Hujan, Solo Baru, dan Nasi Soto
Kaki mungil Abel melangkah, menghindari genangan air di halaman rumah. Sampai akhirnya, ia tiba di depan pintu rumah mungilnya. Gadis itu menemukan seorang pria yang berpakaian sangat rapi dalam balutan kemeja hitam yang mulai pudar, dipadukan dengan celana serta gasper hitam.

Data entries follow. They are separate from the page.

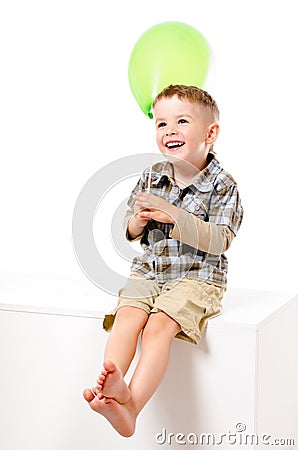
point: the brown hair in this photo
(193, 94)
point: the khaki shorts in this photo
(191, 303)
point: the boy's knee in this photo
(160, 323)
(136, 317)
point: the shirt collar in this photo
(203, 181)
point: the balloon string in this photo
(149, 179)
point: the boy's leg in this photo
(157, 338)
(119, 352)
(156, 343)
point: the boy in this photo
(185, 223)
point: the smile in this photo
(174, 144)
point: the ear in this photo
(212, 133)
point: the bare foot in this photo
(121, 417)
(111, 383)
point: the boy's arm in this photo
(133, 231)
(205, 236)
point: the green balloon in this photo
(167, 53)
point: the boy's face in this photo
(183, 131)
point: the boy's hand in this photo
(153, 207)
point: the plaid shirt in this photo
(212, 196)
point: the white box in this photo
(238, 385)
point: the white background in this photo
(66, 110)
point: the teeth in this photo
(174, 144)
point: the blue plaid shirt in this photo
(211, 196)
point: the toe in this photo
(109, 366)
(88, 395)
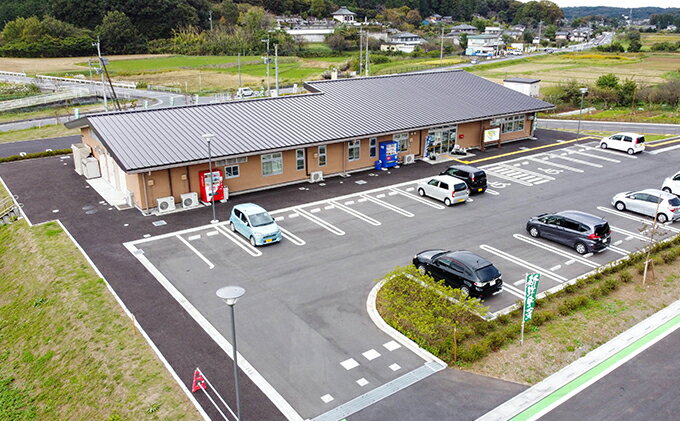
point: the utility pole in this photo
(276, 67)
(361, 51)
(366, 53)
(441, 48)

“Papa mau kemana?” tanya Abel.
“Mau ke rumah Om.” Rasa lelah karena seharian kerja seketika menguap. Abel sangat semangat saat mendengar bahwa sang Papa akan pergi bersama Paman.
“Jam berapa? Aku ikut, ya!”
Sepertinya, semua ekspetasi yang Abel bayangkan sirna. Tidak ada saudara sang Paman yang ikut menjemputnya. Gadis itu hanya bisa terduduk lesu di bangku tengah mobil. Menatap jendela yang penuh dengan ulir air hujan, sedangkan telinganya kini penuh dengan lagu rohani serta perdebatan dua orang pria dengan keyakinan dan kepercayaan mereka.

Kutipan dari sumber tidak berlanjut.